Condensing four years of intensive training into a brief performance wasn’t easy, but Moore aimed to highlight the full range of what she had learned at Chapman.
“I did a monologue with my friend's dad, actually, about leaving home, and the struggles of maybe not connecting on an emotional level with a parent and the pressures to kind of rectify that at the last minute when we're standing in the driveway before we leave,” Moore told The Panther.“And then I did a scene called ‘Coffee or Tea?’ with my friend Finn. It's kind of like a meet-cute in a coffee shop, and I like coffee, and he likes tea, and we end up sitting down and hitting it off and stereotyping each other because of our drink preferences.”
During this past academic year, preparing for the showcase has been a healthy mix of learning the creative side of the industry and the business side for senior screen acting major Nora Schultz.
“So we've been working on it for several months, and through the help of our thesis professor, Tom Provost, who is also a writer and director as well as an actor. So he really helped us workshop the monologues and the scenes,” Schultz said. “And Russell Boast, who is our ‘Business of Acting’ professor and the co-head of this acting program, helped us with all the business sides.”
The actors didn’t just learn how to write their monologues; according to Shultz, Boast taught them how to build resumes and set up meetings and their IMDb pages. For the performance, Schultz gained inspiration for her scene from a play she did several years ago called “Bench Seat” by Neil LaBute.
“So the scene I wrote was about these two people. They're on a second date, and they slowly start revealing to one another the crazy things that they did to their exes. It becomes a competition,” said Schultz. “Then the monologue I wrote (was) about a girl who is giving a toast (at) her little sister’s engagement party, and it turns into this whole downward spiral (and)crash out about her own relationship, because she's been with her boyfriend for over six years, and her younger sister has gotten engaged after just a couple months.”

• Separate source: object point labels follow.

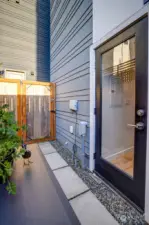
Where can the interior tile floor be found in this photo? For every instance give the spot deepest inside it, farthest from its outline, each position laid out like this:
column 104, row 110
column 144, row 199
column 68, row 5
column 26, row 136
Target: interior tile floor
column 124, row 161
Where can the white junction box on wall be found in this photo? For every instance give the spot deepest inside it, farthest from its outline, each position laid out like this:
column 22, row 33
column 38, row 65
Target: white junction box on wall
column 71, row 129
column 73, row 105
column 82, row 128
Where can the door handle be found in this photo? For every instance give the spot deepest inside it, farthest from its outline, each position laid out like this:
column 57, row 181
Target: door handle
column 139, row 125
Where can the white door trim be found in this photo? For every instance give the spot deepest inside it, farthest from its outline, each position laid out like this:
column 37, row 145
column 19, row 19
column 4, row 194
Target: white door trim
column 126, row 23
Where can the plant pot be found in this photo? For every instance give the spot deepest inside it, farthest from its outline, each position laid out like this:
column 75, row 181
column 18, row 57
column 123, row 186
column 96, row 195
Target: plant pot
column 8, row 158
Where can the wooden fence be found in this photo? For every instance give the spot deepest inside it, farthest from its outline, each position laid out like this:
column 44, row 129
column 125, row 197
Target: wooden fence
column 33, row 104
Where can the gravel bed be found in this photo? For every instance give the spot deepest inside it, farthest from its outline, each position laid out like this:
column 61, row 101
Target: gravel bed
column 121, row 210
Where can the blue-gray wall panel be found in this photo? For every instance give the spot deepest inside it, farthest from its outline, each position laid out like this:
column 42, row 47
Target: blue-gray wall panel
column 71, row 37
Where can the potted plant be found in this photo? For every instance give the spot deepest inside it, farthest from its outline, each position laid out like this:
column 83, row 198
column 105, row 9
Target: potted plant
column 10, row 146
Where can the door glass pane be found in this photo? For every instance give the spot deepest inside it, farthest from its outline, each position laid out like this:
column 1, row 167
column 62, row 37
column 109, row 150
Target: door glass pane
column 118, row 106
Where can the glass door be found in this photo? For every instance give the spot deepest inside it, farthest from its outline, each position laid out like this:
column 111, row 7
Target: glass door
column 121, row 99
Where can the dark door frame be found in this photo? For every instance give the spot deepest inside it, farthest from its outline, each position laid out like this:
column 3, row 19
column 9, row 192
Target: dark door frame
column 134, row 188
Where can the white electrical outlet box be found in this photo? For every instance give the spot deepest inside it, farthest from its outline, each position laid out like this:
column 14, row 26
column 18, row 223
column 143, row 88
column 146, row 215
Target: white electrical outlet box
column 71, row 129
column 82, row 128
column 73, row 105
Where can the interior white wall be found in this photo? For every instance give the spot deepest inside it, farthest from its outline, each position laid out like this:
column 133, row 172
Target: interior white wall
column 108, row 14
column 109, row 18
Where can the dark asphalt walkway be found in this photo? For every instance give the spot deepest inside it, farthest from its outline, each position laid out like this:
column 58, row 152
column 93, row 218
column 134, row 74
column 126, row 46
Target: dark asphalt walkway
column 39, row 199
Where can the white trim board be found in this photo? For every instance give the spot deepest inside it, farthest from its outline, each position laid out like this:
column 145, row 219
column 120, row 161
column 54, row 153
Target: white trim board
column 126, row 23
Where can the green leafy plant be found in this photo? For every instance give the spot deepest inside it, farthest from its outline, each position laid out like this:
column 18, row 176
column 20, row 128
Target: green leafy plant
column 10, row 146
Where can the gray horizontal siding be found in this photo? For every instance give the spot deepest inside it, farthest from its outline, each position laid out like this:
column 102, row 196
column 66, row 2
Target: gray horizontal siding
column 24, row 37
column 71, row 37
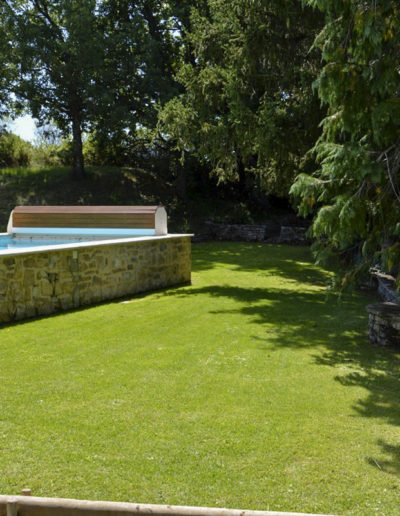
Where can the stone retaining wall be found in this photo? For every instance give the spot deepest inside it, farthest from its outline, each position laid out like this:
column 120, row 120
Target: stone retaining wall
column 44, row 282
column 271, row 232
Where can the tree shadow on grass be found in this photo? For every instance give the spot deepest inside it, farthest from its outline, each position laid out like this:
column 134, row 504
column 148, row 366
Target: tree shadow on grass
column 304, row 318
column 292, row 263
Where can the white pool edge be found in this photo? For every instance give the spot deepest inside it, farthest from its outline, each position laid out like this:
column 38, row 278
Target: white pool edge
column 88, row 243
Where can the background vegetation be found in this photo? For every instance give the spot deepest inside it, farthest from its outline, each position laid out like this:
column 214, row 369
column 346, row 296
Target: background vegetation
column 280, row 404
column 275, row 96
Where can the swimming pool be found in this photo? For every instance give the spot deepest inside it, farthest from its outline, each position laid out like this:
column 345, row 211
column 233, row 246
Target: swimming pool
column 7, row 242
column 57, row 258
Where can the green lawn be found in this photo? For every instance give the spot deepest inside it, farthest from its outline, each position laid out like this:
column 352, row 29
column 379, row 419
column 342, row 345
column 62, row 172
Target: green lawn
column 247, row 389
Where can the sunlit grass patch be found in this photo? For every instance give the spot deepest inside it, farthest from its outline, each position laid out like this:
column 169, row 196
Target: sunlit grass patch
column 250, row 388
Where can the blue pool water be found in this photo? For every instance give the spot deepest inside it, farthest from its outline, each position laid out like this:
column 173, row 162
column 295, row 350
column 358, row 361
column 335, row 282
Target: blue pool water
column 7, row 243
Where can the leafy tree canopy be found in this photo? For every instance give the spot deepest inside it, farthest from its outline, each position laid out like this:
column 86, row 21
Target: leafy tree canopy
column 247, row 105
column 355, row 194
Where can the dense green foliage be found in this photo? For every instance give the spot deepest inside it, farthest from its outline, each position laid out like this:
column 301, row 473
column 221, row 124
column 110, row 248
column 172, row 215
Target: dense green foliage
column 185, row 89
column 14, row 152
column 247, row 106
column 356, row 191
column 92, row 66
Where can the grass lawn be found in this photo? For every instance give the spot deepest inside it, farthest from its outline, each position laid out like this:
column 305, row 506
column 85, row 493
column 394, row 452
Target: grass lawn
column 247, row 389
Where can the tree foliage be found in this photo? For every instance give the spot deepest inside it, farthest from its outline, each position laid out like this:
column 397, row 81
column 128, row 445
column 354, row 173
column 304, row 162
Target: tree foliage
column 355, row 194
column 247, row 105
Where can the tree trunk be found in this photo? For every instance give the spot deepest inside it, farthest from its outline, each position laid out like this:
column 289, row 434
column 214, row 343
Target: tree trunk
column 78, row 169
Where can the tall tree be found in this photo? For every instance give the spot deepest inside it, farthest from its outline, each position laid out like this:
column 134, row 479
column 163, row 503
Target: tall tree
column 60, row 54
column 247, row 105
column 355, row 194
column 7, row 66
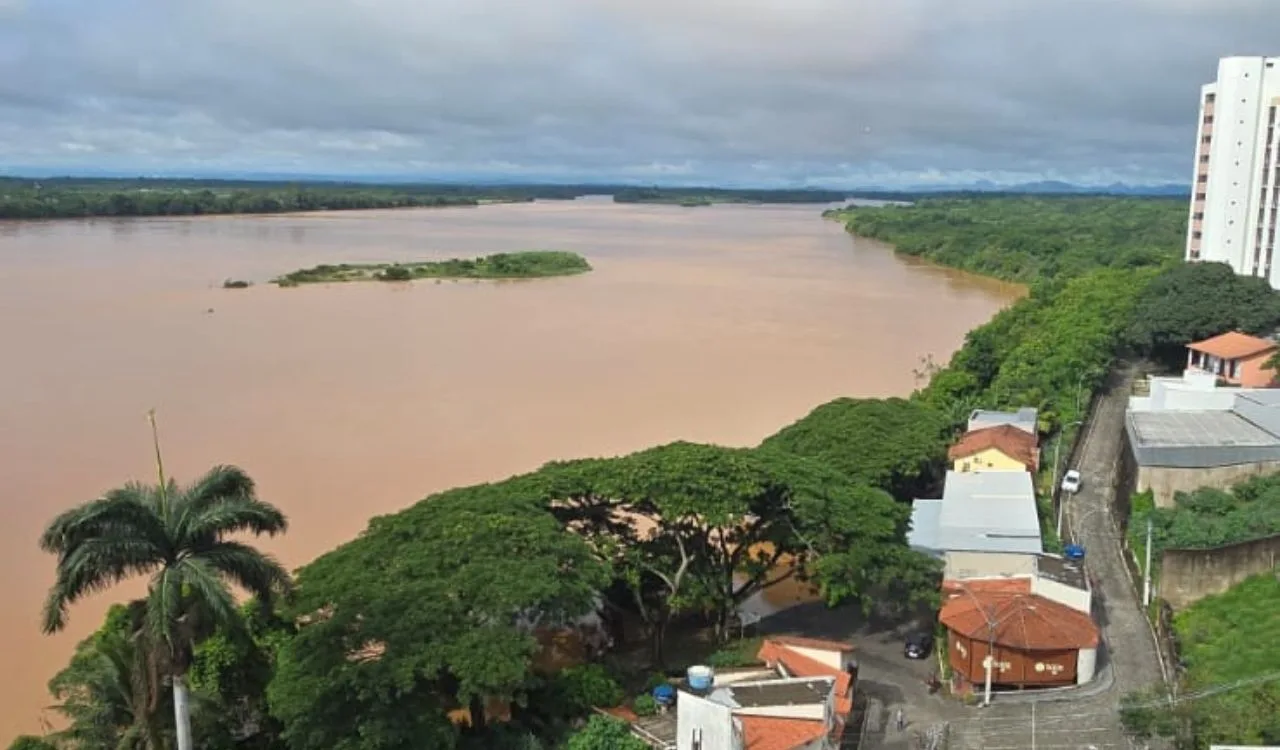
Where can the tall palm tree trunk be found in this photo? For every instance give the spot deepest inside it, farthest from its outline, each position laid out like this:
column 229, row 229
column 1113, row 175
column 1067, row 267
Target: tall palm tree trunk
column 182, row 712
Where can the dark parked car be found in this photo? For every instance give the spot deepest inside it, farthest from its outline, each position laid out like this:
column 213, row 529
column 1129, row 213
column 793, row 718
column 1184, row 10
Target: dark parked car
column 919, row 645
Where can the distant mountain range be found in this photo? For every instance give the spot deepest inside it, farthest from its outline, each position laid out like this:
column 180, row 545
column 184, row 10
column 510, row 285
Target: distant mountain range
column 598, row 187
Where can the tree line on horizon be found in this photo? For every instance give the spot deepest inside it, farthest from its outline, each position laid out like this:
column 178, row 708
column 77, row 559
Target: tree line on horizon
column 426, row 618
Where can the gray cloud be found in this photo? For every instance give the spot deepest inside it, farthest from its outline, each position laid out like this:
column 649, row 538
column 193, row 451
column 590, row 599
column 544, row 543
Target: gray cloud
column 759, row 91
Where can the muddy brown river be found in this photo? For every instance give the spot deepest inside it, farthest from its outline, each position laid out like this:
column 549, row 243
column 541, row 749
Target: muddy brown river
column 347, row 401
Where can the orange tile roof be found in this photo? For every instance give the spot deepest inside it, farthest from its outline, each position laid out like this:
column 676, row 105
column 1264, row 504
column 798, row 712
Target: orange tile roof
column 1233, row 346
column 1022, row 621
column 775, row 734
column 952, row 588
column 1018, row 444
column 773, row 652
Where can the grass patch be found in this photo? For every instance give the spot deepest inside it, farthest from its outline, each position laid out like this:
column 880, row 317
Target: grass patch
column 504, row 265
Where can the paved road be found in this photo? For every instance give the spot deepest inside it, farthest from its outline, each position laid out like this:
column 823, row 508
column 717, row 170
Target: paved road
column 1091, row 719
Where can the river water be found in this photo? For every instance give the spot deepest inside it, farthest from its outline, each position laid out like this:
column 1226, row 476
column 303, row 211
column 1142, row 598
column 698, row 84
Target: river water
column 716, row 324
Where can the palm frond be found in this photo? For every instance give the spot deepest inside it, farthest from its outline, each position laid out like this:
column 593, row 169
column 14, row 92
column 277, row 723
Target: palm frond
column 164, row 608
column 127, row 511
column 218, row 517
column 257, row 572
column 215, row 485
column 205, row 590
column 92, row 565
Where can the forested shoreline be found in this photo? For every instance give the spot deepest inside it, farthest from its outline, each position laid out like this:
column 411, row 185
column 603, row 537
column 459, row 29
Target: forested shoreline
column 403, row 636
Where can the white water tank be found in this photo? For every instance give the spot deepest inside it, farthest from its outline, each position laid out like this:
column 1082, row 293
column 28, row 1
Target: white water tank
column 700, row 677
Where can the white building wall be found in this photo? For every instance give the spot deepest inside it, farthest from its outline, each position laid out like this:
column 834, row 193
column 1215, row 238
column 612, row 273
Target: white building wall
column 1235, row 195
column 987, row 565
column 713, row 721
column 1078, row 599
column 835, row 659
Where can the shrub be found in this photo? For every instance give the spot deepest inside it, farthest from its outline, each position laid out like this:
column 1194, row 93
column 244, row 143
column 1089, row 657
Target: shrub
column 396, row 273
column 588, row 686
column 644, row 705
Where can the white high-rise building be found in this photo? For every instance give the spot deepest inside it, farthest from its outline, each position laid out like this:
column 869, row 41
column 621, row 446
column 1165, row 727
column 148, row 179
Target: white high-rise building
column 1233, row 215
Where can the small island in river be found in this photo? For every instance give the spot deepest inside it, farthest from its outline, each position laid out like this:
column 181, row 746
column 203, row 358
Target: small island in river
column 534, row 264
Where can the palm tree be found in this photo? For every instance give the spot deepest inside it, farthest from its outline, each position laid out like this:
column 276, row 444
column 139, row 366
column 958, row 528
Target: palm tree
column 178, row 535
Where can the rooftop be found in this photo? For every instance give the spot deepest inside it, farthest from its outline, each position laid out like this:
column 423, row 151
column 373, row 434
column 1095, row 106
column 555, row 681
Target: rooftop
column 1019, row 621
column 986, row 511
column 1233, row 346
column 1023, row 419
column 1061, row 570
column 1014, row 442
column 775, row 734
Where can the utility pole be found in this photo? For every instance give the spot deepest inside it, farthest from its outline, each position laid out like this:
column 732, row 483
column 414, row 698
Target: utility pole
column 1146, row 572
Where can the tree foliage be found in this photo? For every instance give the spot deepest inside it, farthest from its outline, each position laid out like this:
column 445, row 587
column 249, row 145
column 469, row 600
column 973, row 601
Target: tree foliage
column 894, row 444
column 1208, row 517
column 1191, row 302
column 698, row 529
column 1226, row 643
column 604, row 734
column 1031, row 238
column 430, row 609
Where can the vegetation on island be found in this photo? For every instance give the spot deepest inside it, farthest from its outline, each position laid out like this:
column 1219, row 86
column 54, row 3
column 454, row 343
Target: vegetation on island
column 1027, row 238
column 704, row 196
column 1230, row 673
column 504, row 265
column 424, row 630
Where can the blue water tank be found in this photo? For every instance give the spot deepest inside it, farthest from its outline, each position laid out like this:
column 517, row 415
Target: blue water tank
column 700, row 677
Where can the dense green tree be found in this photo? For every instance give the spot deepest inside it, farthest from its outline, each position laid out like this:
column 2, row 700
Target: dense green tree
column 895, row 444
column 1024, row 238
column 110, row 694
column 1196, row 301
column 604, row 734
column 699, row 529
column 430, row 609
column 178, row 535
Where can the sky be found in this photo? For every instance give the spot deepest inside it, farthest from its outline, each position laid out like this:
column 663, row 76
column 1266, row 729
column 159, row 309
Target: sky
column 736, row 92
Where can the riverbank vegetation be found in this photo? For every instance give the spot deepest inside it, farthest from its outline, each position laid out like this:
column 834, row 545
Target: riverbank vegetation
column 82, row 197
column 430, row 627
column 534, row 264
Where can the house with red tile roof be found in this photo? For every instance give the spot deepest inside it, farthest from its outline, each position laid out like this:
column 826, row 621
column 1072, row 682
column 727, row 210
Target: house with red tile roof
column 798, row 700
column 1235, row 359
column 999, row 448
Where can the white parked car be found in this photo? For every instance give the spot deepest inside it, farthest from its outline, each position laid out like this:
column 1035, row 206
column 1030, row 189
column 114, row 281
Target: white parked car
column 1072, row 481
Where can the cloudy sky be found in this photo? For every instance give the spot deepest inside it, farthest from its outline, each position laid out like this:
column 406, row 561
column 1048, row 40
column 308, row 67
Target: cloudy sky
column 833, row 92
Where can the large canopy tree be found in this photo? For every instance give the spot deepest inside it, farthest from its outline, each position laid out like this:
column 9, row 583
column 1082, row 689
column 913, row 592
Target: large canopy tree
column 699, row 529
column 179, row 536
column 429, row 611
column 1191, row 302
column 895, row 444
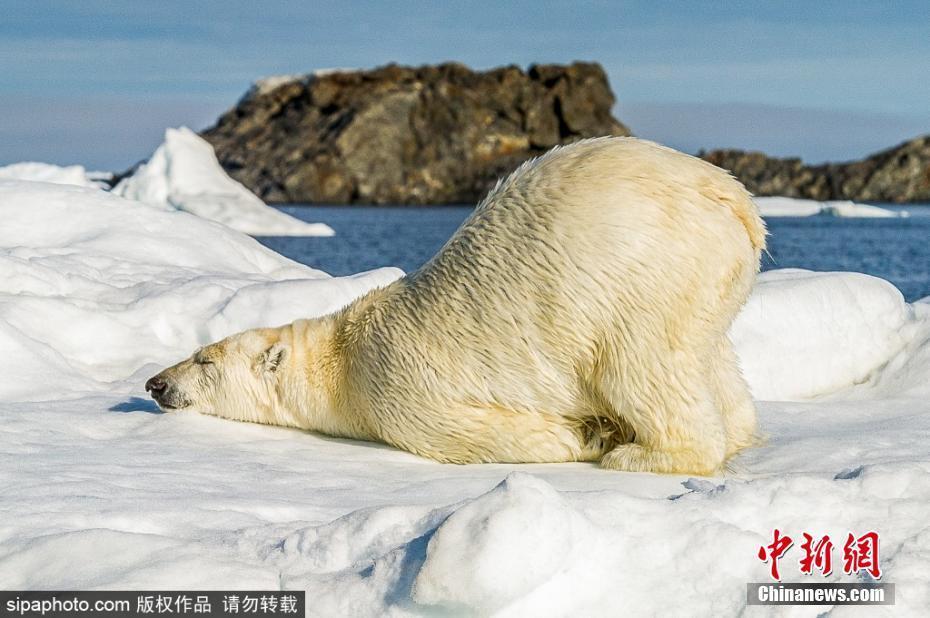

To Mae Montgomery, the most rewarding part of the whole experience was being able to watch her classmates perform work that was so authentically themselves.
Montgomery wrote and performed a scene called “Sheep Snatcher” and also presented a monologue called “Raisinets”. Her biggest takeaway from the whole experience was to always be yourself.
"Don't try to cater to what you think the industry wants or try to make yourself more palatable to a specific audience,” she said. “People will be interested in what makes you unique and different from others, so don't try to blend in.”